Nós, mulheres da periferia: como foi o processo de apresentar o livro para uma editora? e quais dicas vocês dão pra quem quer lançar um livro tbm)

Brenda Torres – Nós vimos a publicação do Grupo Letramento sobre um edital de publicação de autores iniciantes e pensamos que valia a pena tentar. Enviamos a documentação que era necessária e um tempo depois recebemos a mensagem que nosso livro havia sido um dos selecionados e ficamos muito felizes e agradecidas. Depois disso, a gente começou um trabalho para revisar e reformular algumas partes do livro, tudo em contato com as meninas, e com a Laura, da equipe Editorial da Letramento que sempre nos deu muito suporte.

Para quem quer lançar um livro, minha dica é procurar e ficar de olho em editais público e privado. Hoje em dia também tem a vaquinha online, onde você estipula um preço e as pessoas te ajudam como podem, inclusive essa era uma das nossas ideias. No mais, se envolver em ações como saraus e lançamentos de autoras e autores independentes é importante para criar uma rede e fortalecer quem está perto.

Sabrina Nascimento: Chegamos no Grupo Editorial Letramento através de um edital para descobrir novos autores. A Brenda foi quem viu o post no Facebook e sugeriu que a gente inscrevesse o livro porque tentávamos publicar há um ano e não tínhamos conseguido. Quando saiu o resultado, não acreditamos de tanta felicidade porque é difícil um autor independente publicar um livro, tem que pagar para a editora imprimir por cada tiragem e naquele período não tínhamos como fazer isso. Se não tivéssemos conseguido o edital estávamos pensando em fazer uma vaquinha virtual pra conseguir publicar.
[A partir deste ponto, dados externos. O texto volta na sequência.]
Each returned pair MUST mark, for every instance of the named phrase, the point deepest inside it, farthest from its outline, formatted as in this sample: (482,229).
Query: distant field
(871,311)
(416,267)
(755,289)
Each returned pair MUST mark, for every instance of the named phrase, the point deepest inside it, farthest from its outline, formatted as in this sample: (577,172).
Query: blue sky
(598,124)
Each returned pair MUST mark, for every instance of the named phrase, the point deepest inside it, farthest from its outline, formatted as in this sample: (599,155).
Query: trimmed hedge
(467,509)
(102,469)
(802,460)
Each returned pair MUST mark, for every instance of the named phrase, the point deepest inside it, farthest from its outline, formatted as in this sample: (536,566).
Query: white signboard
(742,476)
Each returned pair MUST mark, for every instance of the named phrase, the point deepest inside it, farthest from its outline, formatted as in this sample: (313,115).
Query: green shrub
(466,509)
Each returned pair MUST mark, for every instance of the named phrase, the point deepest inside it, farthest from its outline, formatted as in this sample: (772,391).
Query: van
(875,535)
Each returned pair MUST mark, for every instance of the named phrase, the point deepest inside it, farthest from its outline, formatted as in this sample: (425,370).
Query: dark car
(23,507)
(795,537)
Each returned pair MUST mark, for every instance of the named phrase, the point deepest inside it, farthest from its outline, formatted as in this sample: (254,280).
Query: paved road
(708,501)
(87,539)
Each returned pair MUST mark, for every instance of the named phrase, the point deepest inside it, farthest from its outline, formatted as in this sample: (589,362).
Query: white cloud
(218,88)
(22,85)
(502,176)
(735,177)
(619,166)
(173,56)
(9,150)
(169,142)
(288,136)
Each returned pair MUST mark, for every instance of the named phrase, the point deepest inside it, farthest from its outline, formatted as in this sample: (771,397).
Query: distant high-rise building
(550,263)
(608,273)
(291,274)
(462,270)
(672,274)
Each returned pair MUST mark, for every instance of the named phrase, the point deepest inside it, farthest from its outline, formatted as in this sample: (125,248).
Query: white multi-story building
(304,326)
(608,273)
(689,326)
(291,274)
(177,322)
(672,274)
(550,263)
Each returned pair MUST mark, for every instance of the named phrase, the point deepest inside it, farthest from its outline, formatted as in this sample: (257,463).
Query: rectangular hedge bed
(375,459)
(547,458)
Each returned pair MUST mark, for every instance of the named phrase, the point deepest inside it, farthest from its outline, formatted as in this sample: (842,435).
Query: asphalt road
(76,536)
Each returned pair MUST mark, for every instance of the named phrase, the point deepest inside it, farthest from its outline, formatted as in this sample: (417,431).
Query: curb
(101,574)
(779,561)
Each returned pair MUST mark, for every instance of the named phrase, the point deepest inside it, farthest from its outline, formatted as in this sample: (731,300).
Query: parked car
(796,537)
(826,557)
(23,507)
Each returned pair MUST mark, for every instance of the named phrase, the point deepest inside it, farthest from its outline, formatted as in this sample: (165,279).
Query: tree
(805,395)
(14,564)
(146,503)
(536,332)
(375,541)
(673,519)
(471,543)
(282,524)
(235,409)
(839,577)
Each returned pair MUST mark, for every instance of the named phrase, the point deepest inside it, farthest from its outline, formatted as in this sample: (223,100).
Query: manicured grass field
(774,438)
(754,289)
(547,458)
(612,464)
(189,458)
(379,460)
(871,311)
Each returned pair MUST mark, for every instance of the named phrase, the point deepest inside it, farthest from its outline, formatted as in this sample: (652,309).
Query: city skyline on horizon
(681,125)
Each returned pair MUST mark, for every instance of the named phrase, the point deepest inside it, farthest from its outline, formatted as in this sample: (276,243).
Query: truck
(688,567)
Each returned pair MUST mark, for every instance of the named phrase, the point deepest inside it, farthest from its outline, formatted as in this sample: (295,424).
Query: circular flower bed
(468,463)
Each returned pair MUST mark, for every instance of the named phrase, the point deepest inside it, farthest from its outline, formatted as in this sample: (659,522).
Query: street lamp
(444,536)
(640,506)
A dica que deixo é a mesma da Brenda, ficar de olho em editais porque depois que conseguimos, descobrimos outros o que é muito legal. E se o edital não der certo, tem as vaquinhas que você define a meta de quando dinheiro precisa e as pessoas ajudam. Temos Centros Culturais também que têm o próprio selo pra publicação, como o Centro Cultural do Grajaú, existem as editoras da periferia também, como a FiloCzar no Parque Santo Antônio que tem um trabalho super legal com escritores da própria periferia. Ou seja, vale pesquisar ao máximo as possibilidades e avaliar qual a pessoa se sente mais confortável em buscar e ir atrás. Só não vale desistir, talvez demore, mas um dia dá certo.